Будто следом за ней, пространство вокруг начало вибрировать, теряя четкость, размазываясь как от слез. Казалось, вот-вот ураган вырвется из ее глаз и захватит весь парк, обрушивая один аттракцион за другим. Видя, как густеет темнота над головой, я испугался и за своих девчонок, и за всех людей здесь, разом поверив и в Содом, и в чуму, и во все другие напасти, которые она могла принести. Для этого у нее было достаточно много сил и достаточно мало мозгов.
— Уже не остановить, — ее губы растянулись в кривой улыбке, которая подходила как для нервного хохота, так и для истеричных рыданий, — вы все увидите мое наказание…
Внезапно небо разрезала яркая вспышка.
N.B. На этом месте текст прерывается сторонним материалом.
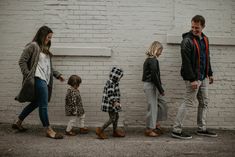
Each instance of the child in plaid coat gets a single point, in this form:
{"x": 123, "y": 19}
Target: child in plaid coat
{"x": 74, "y": 107}
{"x": 111, "y": 103}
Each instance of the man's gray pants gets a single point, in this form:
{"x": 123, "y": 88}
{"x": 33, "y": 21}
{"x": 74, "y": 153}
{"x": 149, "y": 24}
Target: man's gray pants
{"x": 201, "y": 93}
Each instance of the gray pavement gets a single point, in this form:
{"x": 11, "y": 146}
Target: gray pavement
{"x": 33, "y": 143}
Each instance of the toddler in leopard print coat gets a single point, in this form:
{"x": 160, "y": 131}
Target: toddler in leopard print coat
{"x": 74, "y": 107}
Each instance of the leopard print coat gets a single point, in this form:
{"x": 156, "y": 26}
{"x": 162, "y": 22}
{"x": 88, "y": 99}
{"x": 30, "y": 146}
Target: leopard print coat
{"x": 73, "y": 103}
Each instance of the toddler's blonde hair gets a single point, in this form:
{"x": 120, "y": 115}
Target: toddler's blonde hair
{"x": 156, "y": 45}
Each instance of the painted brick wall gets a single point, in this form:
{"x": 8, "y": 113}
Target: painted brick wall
{"x": 127, "y": 27}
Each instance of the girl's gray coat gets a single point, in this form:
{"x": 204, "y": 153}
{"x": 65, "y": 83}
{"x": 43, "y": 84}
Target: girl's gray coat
{"x": 28, "y": 63}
Как разрубленная напополам, ржавая туча расползлась в стороны, выпуская три далекие фигуры, которые стремительно летели к нам на огромных белоснежных крыльях. Следя за ними, я даже понятия не имел, что они сейчас с собой принесут и как закончится это бесконечное мгновение.
— Ну вот, — поморщился Сэл, — заявились… Довольна?
Джи, которая до этого пылала яростью, вдруг вздрогнула и вскинула голову — как-то даже испуганно. Туча, затягивающая небо, перестала расти, но все вокруг по-прежнему оставалось неподвижными, как бы намекая, что гроза еще не миновала.
Один за другим три фигуры плавно опустились на землю в паре метров от нас. Без малейшего шелеста крылья за их спинами исчезли, и теперь все трое ничем не отличались от обычных людей.
— Что ты себе позволила? — холодно отчеканил один из ангелов, обращаясь к Джи. — Кто тебе разрешил?
Его я видел впервые. На вид обычный мужчина средних лет в строгом черном костюме, с белоснежными, будто седыми волосами — он походил одновременно на офисного клерка, коллектора и хозяина похоронного бюро. Вот только от одного взгляда на него мне почему-то становилось стыдно — само собой, не из-за чего-то конкретного, а просто стыдно. Словно я был в чем-то перед ним виноват, хоть и сам не знал в чем.
— Все верно, — раздался голос Сэла в моей голове, — это Ангел Раскаяния. Один из тех, кто делает рай раем. Сейчас увидишь, как это работает…
Снова вздрогнув, Джи забегала глазами по всем трем, будто ища поддержки — но не находя ни у кого. Ни у самого Ангела Раскаяния, ни у Либры, Ангела Равновесия, которого я уже знал, ни у пухлой, на вид добродушной тетушки, которая, казалось, вот-вот достанет из кармана пирожок. Однако сейчас, сурово поджав губы, она пригвождала Джи взглядом к месту.
— Это он! Он меня вынудил! — неожиданно выдохнула та, как маленькая девочка, показывая пальцем на меня. — Он забрал мой первый поцелуй! Я могу его наказать!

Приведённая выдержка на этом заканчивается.